During his six months in Riviera, Evans said he toured all the fire stations and told firefighters that repairs were one of his priorities. “For first-responders, that’s their place of residence and in the case of a hurricane or other incident, they are required to be there. So that was definitely a priority,” Evans said. “The stations are at the end of their useful lives.”
The city has millions of dollars worth of urgent construction needs and he was starting to address them in the 2018 budget, along with issuing bonds and engaging in public-private partnerships to accomplish the task, he said. Instead the city spent millions on a new community center and park renovations but didn’t replace the public safety facilities, he said.

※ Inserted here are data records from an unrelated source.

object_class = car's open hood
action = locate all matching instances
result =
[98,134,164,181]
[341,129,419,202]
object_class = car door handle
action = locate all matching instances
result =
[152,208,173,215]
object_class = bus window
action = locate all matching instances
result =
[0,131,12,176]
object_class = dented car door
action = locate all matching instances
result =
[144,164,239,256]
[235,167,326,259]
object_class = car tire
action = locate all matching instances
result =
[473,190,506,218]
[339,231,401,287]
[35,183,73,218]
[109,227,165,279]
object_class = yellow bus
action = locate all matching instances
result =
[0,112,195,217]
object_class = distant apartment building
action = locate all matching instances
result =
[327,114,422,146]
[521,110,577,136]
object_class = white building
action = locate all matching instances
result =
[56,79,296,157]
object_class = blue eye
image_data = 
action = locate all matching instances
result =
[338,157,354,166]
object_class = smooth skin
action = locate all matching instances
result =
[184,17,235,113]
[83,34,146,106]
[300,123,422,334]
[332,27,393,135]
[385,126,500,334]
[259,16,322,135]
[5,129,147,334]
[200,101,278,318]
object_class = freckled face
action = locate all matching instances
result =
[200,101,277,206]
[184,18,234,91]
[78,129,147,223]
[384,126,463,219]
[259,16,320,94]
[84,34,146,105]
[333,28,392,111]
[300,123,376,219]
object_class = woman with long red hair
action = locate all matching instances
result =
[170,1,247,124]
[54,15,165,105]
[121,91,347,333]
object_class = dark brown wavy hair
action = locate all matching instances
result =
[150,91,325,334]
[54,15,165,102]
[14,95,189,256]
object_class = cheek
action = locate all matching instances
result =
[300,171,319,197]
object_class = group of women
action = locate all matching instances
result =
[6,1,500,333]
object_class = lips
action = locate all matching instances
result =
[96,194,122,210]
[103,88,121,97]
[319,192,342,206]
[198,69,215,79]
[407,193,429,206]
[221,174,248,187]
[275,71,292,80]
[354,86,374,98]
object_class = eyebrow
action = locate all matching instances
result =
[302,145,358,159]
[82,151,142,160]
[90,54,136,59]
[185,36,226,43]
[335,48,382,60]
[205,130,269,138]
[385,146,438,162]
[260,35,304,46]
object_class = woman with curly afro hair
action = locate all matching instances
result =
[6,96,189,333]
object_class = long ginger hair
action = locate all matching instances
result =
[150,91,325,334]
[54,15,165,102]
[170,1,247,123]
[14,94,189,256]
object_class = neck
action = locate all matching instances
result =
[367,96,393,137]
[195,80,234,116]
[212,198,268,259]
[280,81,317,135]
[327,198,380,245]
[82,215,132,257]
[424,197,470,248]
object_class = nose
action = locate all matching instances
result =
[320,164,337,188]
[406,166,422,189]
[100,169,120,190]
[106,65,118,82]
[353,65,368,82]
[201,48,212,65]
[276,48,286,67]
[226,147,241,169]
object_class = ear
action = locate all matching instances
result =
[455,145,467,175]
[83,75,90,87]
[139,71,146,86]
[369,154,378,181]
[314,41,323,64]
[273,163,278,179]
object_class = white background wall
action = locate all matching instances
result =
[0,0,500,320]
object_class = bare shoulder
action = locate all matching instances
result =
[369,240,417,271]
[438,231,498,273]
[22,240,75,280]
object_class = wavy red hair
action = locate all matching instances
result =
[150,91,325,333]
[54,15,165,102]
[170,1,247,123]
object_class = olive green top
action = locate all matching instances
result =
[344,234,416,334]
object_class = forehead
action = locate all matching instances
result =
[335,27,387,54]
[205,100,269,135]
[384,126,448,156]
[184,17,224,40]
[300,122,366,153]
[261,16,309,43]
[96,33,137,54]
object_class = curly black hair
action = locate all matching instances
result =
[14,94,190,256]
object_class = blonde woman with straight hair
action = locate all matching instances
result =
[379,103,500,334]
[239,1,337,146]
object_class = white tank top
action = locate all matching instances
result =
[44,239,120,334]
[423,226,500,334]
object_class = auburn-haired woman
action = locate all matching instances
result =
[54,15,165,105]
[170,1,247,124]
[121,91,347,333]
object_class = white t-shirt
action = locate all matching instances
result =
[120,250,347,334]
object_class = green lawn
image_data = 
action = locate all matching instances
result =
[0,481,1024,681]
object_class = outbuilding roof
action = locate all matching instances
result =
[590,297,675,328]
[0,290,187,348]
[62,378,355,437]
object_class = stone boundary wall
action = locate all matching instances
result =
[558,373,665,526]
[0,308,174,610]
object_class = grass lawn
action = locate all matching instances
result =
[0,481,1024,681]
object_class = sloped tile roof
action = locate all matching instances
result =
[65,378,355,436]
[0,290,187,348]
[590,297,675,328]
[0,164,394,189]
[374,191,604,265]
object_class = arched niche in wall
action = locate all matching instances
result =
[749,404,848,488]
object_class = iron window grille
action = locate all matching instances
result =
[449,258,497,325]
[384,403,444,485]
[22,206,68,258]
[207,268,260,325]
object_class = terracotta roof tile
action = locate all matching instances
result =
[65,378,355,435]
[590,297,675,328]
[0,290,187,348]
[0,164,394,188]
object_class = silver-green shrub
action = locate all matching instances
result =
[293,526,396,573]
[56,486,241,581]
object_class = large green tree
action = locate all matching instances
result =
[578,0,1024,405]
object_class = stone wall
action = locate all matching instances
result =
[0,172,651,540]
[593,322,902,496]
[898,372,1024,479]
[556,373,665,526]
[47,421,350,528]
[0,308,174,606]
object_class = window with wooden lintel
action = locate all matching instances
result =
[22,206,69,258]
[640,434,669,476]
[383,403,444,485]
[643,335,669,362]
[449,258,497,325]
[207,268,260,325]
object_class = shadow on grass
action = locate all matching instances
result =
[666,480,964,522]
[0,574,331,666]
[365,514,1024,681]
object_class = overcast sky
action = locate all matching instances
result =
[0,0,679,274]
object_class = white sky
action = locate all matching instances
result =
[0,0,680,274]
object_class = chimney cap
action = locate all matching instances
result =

“With the dangers and occupational hazards we face on a daily basis, it’s kind of unconscionable,” Scott Bielecky, president of the International Association of Firefighters Local 2928. “It’s a very big concern and it’s happened over a period of time. All we can do is make sure they’re addressing the issue in as prompt and rapid a manner as they can.”
Meanwhile, some firefighters are calling in sick more than usual, 15 to 20 of the city’s 75 firefighters have paid for blood tests and while not all have tested over acceptable limits, several results shared with The Palm Beach Post exceeded acceptable limits. Several have applied for worker’s compensation.
Aylsworth is among them, but said that the city is slow-walking his claim, forcing him to draw from vacation and sick time to get a pay check. Though his breathing still sounds strained, his doctor said he’s healthy enough to return but that he can’t work in that same environment because a relapse could be worse. He got word Thursday that the city would let him come back and work Monday in the public safety building, where the city manager’s office has been moved.
Aylsworth, 47, and Schiola, 55, have been in the department long enough that they’re registered for DROP, or Deferred Retirement Option Plan, so they’re in a better position to speak without fearing retribution. Their accounts of the mold were backed by several other firefighters who asked not to be identified.
The city long has been reactive rather than proactive, Schiola said, scrambling to make fixes, rather than spending to remediate the mold. “This kind of mindset,” he said, “is going to cost a lot more in the long run.”